Il Comune di Bagno a Ripoli, Stazione Appaltante dell’opera insieme alla Città Metropolitana di Firenze, aveva annunciato la fine dei lavori prima dell’estate, dando indicativamente il mese di giugno come termine ultimo: scadenza che sembrerebbe esser rispettata. Anche perchè, come si legge nel cartello indicativo appeso sul cantiere, l’impresa appaltatrice Agriambiente Mugello ha avviato l’intervento il 9/10/2923 e dovrà concluderlo il 9 Giugno 2024, esattamente il giorno di votazione per la scelta del nuovo Sindaco di Bagno a Ripoli. 245 giorni di tempo contrattuale per un importo di quasi 400.000 euro. Impresa in sub-contratto è la Poli C. SRL.
Tra “archi di trionfo” e ironie social, corten e cemento, nostalgia e interrogativi, dopo mesi di un cantiere che traccheggiava, la riqualificazione è giunta nella sua fase terminale. A Marzo apparve anche un cartello, rimasto per alcuni giorni appeso alla rete che delimita l’area di cantiere: “9 mesi per partorire una colata di cemento, davvero un lieto evento”.
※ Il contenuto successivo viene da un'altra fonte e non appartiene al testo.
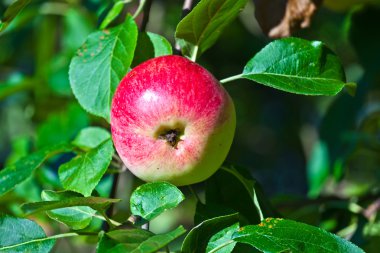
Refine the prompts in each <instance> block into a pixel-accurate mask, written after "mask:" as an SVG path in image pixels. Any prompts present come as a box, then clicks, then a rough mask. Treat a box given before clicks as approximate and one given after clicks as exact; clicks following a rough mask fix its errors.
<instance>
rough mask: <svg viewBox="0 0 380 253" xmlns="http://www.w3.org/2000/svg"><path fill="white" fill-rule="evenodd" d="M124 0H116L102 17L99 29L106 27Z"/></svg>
mask: <svg viewBox="0 0 380 253" xmlns="http://www.w3.org/2000/svg"><path fill="white" fill-rule="evenodd" d="M125 2H126V1H117V2H116V3H115V4H114V5H113V6H112V8H111V10H110V11H109V12H108V13H107V16H106V17H105V18H104V19H103V21H102V23H101V24H100V27H99V28H100V30H103V29H106V28H107V26H108V25H109V24H110V23H111V22H112V21H113V20H114V19H115V18H116V17H117V16H119V14H120V13H121V11H122V10H123V7H124V3H125Z"/></svg>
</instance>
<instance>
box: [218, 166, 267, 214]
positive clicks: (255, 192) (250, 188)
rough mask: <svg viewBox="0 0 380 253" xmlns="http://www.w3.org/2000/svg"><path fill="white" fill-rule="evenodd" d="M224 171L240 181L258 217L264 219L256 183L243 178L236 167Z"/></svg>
mask: <svg viewBox="0 0 380 253" xmlns="http://www.w3.org/2000/svg"><path fill="white" fill-rule="evenodd" d="M222 170H224V171H226V172H228V173H230V174H231V175H232V176H234V177H235V178H236V179H237V180H239V181H240V183H241V184H242V185H243V186H244V188H245V190H246V191H247V192H248V194H249V197H250V198H251V200H252V203H253V204H254V205H255V208H256V211H257V213H258V215H259V216H260V217H262V216H263V214H262V210H261V207H260V204H259V201H258V199H257V194H256V191H255V181H254V180H253V179H251V178H250V179H247V178H245V177H243V176H242V175H241V174H240V173H239V172H238V171H237V170H236V169H235V168H234V167H222Z"/></svg>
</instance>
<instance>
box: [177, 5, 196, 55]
mask: <svg viewBox="0 0 380 253" xmlns="http://www.w3.org/2000/svg"><path fill="white" fill-rule="evenodd" d="M192 6H193V0H185V1H184V2H183V6H182V14H181V20H182V19H183V18H184V17H185V16H186V15H187V14H189V13H190V11H191V8H192ZM174 50H175V54H177V55H182V52H181V46H180V45H179V43H175V47H174Z"/></svg>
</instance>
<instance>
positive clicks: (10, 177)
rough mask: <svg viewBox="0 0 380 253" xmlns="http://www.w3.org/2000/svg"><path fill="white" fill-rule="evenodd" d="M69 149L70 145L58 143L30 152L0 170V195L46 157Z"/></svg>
mask: <svg viewBox="0 0 380 253" xmlns="http://www.w3.org/2000/svg"><path fill="white" fill-rule="evenodd" d="M69 151H71V145H68V144H58V145H54V146H51V147H47V148H45V149H42V150H40V151H37V152H35V153H33V154H30V155H28V156H26V157H24V158H21V159H20V160H18V161H17V162H16V163H14V164H12V165H9V166H7V167H5V168H4V169H3V170H1V171H0V196H1V195H3V194H5V193H7V192H8V191H10V190H12V189H13V188H15V187H16V186H17V185H18V184H20V183H22V182H24V181H25V180H26V179H28V178H29V177H30V176H31V175H32V173H33V171H34V170H35V169H37V168H38V167H40V166H41V164H42V163H43V162H44V161H45V160H47V159H48V158H50V157H52V156H54V155H56V154H59V153H64V152H69Z"/></svg>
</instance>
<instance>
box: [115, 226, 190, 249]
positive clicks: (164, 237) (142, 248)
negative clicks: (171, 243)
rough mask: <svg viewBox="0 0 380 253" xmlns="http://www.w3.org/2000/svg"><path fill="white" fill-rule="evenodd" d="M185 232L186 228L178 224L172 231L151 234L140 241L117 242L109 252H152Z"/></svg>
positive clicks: (165, 245)
mask: <svg viewBox="0 0 380 253" xmlns="http://www.w3.org/2000/svg"><path fill="white" fill-rule="evenodd" d="M185 232H186V229H184V228H183V227H182V226H179V227H178V228H176V229H175V230H173V231H170V232H168V233H165V234H160V235H153V236H151V237H149V238H147V239H146V240H144V241H143V242H141V243H138V244H136V243H132V242H130V243H123V244H118V245H116V246H115V247H113V248H111V250H110V251H109V252H111V253H124V252H130V253H141V252H143V253H153V252H157V251H158V250H159V249H161V248H163V247H165V246H166V245H168V244H169V243H170V242H172V241H174V240H175V239H177V238H178V237H180V236H181V235H183V234H184V233H185Z"/></svg>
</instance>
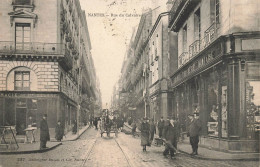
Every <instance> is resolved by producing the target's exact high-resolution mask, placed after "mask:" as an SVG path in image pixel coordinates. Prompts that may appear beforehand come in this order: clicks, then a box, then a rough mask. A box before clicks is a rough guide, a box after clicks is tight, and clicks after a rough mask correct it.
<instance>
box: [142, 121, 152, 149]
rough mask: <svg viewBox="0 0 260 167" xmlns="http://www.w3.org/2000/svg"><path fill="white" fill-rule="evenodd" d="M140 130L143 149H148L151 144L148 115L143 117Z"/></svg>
mask: <svg viewBox="0 0 260 167" xmlns="http://www.w3.org/2000/svg"><path fill="white" fill-rule="evenodd" d="M140 131H141V146H143V151H146V146H149V145H150V140H149V133H150V125H149V123H148V119H147V118H146V117H145V118H143V122H142V124H141V130H140Z"/></svg>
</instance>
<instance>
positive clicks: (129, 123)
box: [127, 117, 133, 126]
mask: <svg viewBox="0 0 260 167" xmlns="http://www.w3.org/2000/svg"><path fill="white" fill-rule="evenodd" d="M127 122H128V125H130V126H131V124H132V122H133V119H132V117H129V118H128V121H127Z"/></svg>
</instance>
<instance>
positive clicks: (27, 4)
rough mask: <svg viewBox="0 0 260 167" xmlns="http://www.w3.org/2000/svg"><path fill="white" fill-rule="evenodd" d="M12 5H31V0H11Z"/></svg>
mask: <svg viewBox="0 0 260 167" xmlns="http://www.w3.org/2000/svg"><path fill="white" fill-rule="evenodd" d="M12 5H26V6H32V5H33V0H13V2H12Z"/></svg>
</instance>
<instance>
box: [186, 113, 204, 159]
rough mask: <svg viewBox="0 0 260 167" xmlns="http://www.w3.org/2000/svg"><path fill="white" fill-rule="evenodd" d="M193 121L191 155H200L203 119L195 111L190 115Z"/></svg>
mask: <svg viewBox="0 0 260 167" xmlns="http://www.w3.org/2000/svg"><path fill="white" fill-rule="evenodd" d="M189 117H190V119H191V123H190V125H189V133H188V136H189V137H190V144H191V147H192V153H191V155H198V144H199V134H200V131H201V121H200V119H199V113H198V112H195V113H194V115H193V117H192V116H191V115H189Z"/></svg>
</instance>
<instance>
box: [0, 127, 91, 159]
mask: <svg viewBox="0 0 260 167" xmlns="http://www.w3.org/2000/svg"><path fill="white" fill-rule="evenodd" d="M88 127H89V126H88V125H87V126H84V127H83V128H81V129H80V130H79V135H77V134H72V132H71V131H70V132H68V133H67V134H66V135H65V136H66V137H63V139H64V140H62V142H66V141H74V140H77V139H78V138H79V137H80V136H81V135H82V134H83V133H84V132H85V131H86V130H87V129H88ZM62 142H58V141H56V140H55V139H54V138H51V140H50V141H49V142H47V147H48V148H46V149H42V150H40V148H39V147H40V141H36V142H34V143H18V145H19V148H18V149H16V147H17V146H16V145H15V144H12V145H11V147H12V149H10V150H7V149H0V155H7V154H30V153H42V152H46V151H50V150H53V149H55V148H56V147H58V146H60V145H62ZM1 148H4V147H3V146H1Z"/></svg>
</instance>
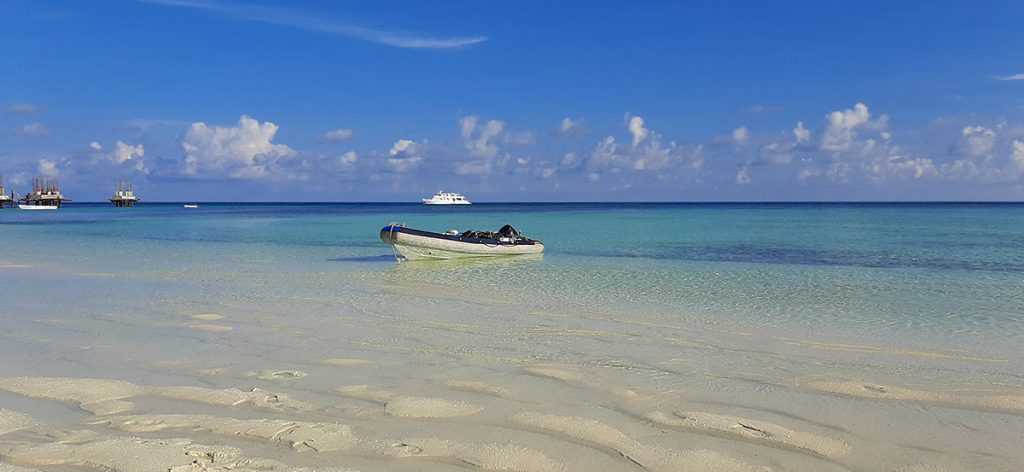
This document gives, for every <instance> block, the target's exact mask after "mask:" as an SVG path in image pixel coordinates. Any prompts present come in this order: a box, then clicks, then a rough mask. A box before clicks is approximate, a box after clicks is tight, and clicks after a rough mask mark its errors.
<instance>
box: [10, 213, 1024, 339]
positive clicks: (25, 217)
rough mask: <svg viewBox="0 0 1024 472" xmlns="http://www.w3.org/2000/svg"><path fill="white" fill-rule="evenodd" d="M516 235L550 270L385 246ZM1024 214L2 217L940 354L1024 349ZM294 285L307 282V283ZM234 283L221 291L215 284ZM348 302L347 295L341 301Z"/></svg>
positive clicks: (367, 279)
mask: <svg viewBox="0 0 1024 472" xmlns="http://www.w3.org/2000/svg"><path fill="white" fill-rule="evenodd" d="M391 221H400V222H403V223H406V224H407V225H409V226H412V227H417V228H424V229H428V230H437V231H441V230H445V229H450V228H459V229H467V228H480V229H494V228H497V227H498V226H501V225H502V224H505V223H511V224H513V225H515V226H516V227H518V228H519V229H520V230H522V231H523V232H525V233H526V234H527V235H529V237H531V238H535V239H539V240H541V241H543V242H544V243H545V244H546V248H547V250H546V254H545V255H544V258H543V260H541V261H521V262H520V263H516V262H515V261H499V262H497V263H488V262H480V261H471V262H469V263H443V262H441V263H416V264H415V265H414V264H396V263H394V261H393V259H392V258H391V257H390V255H391V251H390V248H389V247H388V246H386V245H384V244H382V243H381V242H380V240H379V239H378V237H377V232H378V230H379V228H380V227H382V226H383V225H384V224H386V223H388V222H391ZM1022 228H1024V206H1022V205H1007V204H999V205H978V204H759V205H754V204H751V205H743V204H709V205H673V204H547V205H545V204H540V205H539V204H530V205H475V206H473V207H469V208H437V207H425V206H420V205H374V204H347V205H346V204H306V205H265V204H261V205H237V204H206V205H203V206H202V208H200V209H198V210H185V209H182V208H181V207H180V205H160V204H150V205H144V204H143V205H141V206H139V207H137V208H134V209H127V210H119V209H116V208H113V207H111V206H105V205H89V206H81V205H80V206H73V207H69V208H66V209H63V210H61V211H59V212H53V213H45V214H38V213H29V212H18V211H4V212H0V230H2V231H3V237H4V240H5V241H7V242H8V243H9V248H10V249H11V251H10V252H8V257H6V258H7V259H9V261H15V262H18V263H25V262H30V263H33V262H51V263H60V264H69V265H72V266H75V267H77V268H78V269H80V270H87V271H98V272H103V271H114V272H121V271H127V272H129V273H145V274H147V275H148V276H153V277H160V276H164V275H167V274H174V273H180V272H182V271H184V272H189V273H194V274H195V273H203V272H218V273H225V274H228V273H229V274H230V277H231V278H239V280H244V278H245V277H247V276H268V275H269V274H273V273H279V274H281V275H282V276H280V277H276V280H274V282H273V285H274V286H275V290H281V291H288V290H294V291H299V292H307V291H310V290H312V289H310V287H309V286H308V284H307V281H306V278H305V277H304V276H299V274H306V275H310V274H316V273H322V272H338V271H358V272H360V274H361V276H360V280H364V281H367V282H370V283H373V282H381V281H391V282H395V281H404V282H410V283H419V284H421V285H422V286H423V287H426V288H430V287H435V288H438V290H440V288H444V289H445V290H466V291H469V292H475V291H482V292H489V293H490V294H492V295H495V296H501V297H509V298H512V299H515V300H517V301H519V302H522V303H525V304H527V305H528V306H529V307H530V308H531V309H564V308H565V307H573V309H579V310H599V311H616V312H622V311H626V312H645V311H646V312H658V313H662V314H664V315H665V316H667V317H672V316H680V317H688V316H699V317H702V318H713V319H717V320H720V321H723V323H726V321H728V323H736V324H739V325H744V326H748V328H755V327H756V328H764V329H777V330H780V331H787V330H821V331H826V332H829V333H833V334H834V335H835V336H837V337H840V338H841V337H851V338H865V339H872V340H876V341H892V342H897V341H898V342H901V343H910V344H921V345H928V346H933V347H936V346H944V345H946V346H948V345H952V344H955V345H956V346H958V347H965V345H967V346H972V347H976V348H979V349H990V348H992V347H996V348H999V347H1001V348H1012V347H1013V346H1014V345H1015V344H1016V343H1019V342H1021V341H1022V340H1024V314H1022V313H1024V229H1022ZM293 280H300V281H302V282H301V283H299V282H296V283H295V284H294V285H293V282H292V281H293ZM215 281H216V282H220V280H219V278H217V280H215ZM337 289H338V290H341V291H344V290H345V289H344V288H337Z"/></svg>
Mentre pochi giorni fa, una semplice domanda relativa agli archi – “scusate, ma cosa sono?” – ha generato un post facebook da oltre 110 commenti di antellesi tra favorevoli e contrari. Di seguito le immagini del cantiere di questi giorni e i rendering del progetto concluso: iniziano a notarsi somiglianze. Rispetto ai nostri scatti di venerdì scorso, gli operai stanno allestendo anche il pratino adiacente alla passeggiata centrale che passa sotto gli archi (realizzati in materiale corten).